Over at the Woodrow Wilson Center’s New Security Beat, I have a new post about a recent Science article by several economists on the connections between climate change and conflict. That article, which featured a reanalysis of sixty studies, sought to unambiguously demonstrate the climate effects contribute to conflict across a range of time periods, levels of conflict, and countries (see my previous Duck post with links to other critiques). However, as I suggested, the lack of serious attention to causal processes and the lumping together of quite distinct phenomena under a broad umbrella missed the point that climate effects are likely to have heterogeneous links to conflict. Rainfall abundance, rainfall scarcity, extreme weather events, and temperature may operate through different processes and in some cases may help ameliorate conflicts rather than foment them. Now, there is a section of that blog post that ended up on the cutting room floor, and I wanted to try to get some of it out here, mostly to elicit feedback from more quantitatively inclined social scientists who might be able to weigh in and explain whether what they did was kosher. Hsiang and his co-authors make an interesting choice with respect to statistical controls. They suggest that if we include variables like income per capita as controls that might also be correlated with conflict, we run in to the problem that climate indicators themselves affect income and thus inclusion of income would underestimate the climate effect. Their choice, if I read their article correctly, is not to include those standard controls but to try to account for them through fixed effects, bothlocation-specific fixed effects and temporal ones. Here they write about fixed effects:
If different locations in a sample exhibit different average levels of conflict – perhaps because of cultural, historical, political, economic, geographic or institutional differences between the locations – this will be accounted for by the location-specific constants μ (commonly known as “fixed effects”). Time-specific constants θ (a dummy for each time period) flexibly account for other time-trending variables such as economic growth or gradual demographic changes that could be correlated with both climate and conflict.
By dumping in all the things we as political scientists care about into dummy variables, what can we learn about causal processes and the conditions under which climate effects lead to violence? They elaborate on their choice:
Nonetheless, some studies use cross-sectional analyses and attempt to control for confounding variables in regression analyses, typically using a handful of covariates such as average income or political indices. However, because the full suite of determinants of conflict are unknown and unmeasured, it is likely impossible that any cross-sectional study can explicitly account for all important differences between populations. Rather than presuming that all confounders are accounted for, the studies we evaluate only compare Norway or Nigeria to themselves at different moments in time, thereby ensuring that the structure, history and geography of comparison populations are nearly identical.
So, I get that they don’t want purely cross-sectional studies but they are not including just studies of single countries. I guess the fixed effects are doing the work to render a clean shot at isolating the climate effects in different time periods. But, by not including traditional statistical controls and solely relying on fixed effects, it occurs to me that we cannot know much about the relative role played by critical indicators associated with adaptive capacity that are likely to mediate between climate indicators and conflict. In another paper, Burke, Miguel, and co-authors defend the choice of fixed effects:
One potential downside of the fixed effects approach is that it is difficult to estimate the direct impact of other potential explanatory variables of interest (e.g. perhaps consistently democratic countries have less conflict). The advantage – overwhelming, in our opinion – is that our coefficients of interest are unlikely to be biased by either omitted variables or endogeneity.
I see a bigger downside.
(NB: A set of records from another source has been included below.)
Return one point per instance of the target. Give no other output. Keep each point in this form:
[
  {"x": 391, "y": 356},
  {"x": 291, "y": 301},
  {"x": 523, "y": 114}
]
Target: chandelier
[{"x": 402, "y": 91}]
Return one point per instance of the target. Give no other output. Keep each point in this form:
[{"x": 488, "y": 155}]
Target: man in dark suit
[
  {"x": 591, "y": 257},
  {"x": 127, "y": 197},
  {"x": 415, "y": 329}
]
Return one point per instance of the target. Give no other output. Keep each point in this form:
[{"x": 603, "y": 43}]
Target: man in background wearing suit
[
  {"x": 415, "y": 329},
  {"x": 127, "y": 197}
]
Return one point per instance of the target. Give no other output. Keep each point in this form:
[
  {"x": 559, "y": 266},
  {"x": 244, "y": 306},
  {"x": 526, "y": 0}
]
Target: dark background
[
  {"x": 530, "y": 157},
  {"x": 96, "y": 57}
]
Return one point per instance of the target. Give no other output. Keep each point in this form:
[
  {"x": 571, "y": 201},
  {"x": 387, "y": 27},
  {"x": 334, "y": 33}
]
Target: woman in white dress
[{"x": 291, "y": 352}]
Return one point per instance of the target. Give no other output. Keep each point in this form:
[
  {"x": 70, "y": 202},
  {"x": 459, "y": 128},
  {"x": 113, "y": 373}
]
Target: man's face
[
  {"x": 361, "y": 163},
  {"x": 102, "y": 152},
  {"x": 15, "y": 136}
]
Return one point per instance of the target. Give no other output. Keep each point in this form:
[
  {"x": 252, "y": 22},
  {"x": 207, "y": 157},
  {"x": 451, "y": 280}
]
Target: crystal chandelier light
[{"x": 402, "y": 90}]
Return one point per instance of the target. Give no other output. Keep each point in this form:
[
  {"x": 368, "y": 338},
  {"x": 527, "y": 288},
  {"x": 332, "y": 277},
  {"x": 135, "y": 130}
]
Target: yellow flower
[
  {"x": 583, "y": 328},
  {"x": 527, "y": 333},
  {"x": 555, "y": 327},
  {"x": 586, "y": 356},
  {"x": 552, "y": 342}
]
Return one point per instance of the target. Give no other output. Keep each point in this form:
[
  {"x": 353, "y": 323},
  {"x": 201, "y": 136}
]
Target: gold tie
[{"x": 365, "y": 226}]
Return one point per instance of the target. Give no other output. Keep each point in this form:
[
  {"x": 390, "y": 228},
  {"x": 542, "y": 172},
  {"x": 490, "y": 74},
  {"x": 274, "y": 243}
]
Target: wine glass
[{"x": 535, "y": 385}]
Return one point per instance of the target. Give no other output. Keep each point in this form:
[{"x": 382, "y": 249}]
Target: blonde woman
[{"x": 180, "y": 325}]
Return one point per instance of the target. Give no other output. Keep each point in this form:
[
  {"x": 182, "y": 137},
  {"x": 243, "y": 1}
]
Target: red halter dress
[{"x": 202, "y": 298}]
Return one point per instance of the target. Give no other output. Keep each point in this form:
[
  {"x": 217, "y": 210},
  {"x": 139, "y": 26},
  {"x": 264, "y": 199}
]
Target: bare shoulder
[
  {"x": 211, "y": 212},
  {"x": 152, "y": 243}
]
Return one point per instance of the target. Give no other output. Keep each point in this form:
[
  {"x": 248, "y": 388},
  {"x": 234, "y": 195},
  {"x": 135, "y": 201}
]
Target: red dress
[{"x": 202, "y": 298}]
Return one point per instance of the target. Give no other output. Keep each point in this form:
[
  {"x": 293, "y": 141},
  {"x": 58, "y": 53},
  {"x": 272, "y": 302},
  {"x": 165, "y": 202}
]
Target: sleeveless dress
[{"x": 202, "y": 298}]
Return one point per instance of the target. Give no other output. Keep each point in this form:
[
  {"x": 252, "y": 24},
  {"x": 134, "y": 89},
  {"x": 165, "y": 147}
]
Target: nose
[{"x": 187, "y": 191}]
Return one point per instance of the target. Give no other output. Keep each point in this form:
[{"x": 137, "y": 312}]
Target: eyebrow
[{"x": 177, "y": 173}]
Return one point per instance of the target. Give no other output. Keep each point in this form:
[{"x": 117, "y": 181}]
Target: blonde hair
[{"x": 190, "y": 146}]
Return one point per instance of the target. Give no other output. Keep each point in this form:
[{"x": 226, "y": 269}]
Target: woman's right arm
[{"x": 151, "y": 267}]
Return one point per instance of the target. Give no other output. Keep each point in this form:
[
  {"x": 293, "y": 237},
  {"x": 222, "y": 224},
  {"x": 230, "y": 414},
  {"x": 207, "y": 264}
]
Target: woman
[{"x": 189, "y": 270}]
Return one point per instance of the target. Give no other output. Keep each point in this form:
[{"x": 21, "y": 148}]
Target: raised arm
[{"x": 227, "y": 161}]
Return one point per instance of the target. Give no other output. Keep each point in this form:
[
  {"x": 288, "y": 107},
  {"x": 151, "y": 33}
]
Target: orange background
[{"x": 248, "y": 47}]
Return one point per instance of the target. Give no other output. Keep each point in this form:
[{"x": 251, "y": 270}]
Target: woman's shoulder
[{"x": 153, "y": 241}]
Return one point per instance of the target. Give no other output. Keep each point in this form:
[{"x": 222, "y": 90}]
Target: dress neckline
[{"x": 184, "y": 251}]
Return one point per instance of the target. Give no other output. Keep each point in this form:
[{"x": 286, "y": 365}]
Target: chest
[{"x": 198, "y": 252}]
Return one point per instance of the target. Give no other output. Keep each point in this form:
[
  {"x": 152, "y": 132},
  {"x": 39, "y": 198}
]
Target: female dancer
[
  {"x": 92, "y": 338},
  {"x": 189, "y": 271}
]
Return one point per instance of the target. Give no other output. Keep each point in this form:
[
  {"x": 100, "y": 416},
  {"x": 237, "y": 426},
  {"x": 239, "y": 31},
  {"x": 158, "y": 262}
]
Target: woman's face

Understanding whether and how differential economic growth rates, infant mortality, and governance affect the likelihood of conflict are absolutely critical because these are the areas, outside of a dramatic climate change mitigation effort, where human agency can make a difference. Given that some of these indicators are also influenced by climate, I see that they want to isolate the magnitude of climate effects on conflict, but aren’t there other ways to deal with endogeneity other than fixed effects models like two-stage models or instrumental variables approaches? Maybe I just have a poor grasp of what fixed effects can do for you, but to me, it’s what bundled under the umbrella of fixed effects that are interesting and possibly the source of interaction effects and other substantively meaningful causal connections.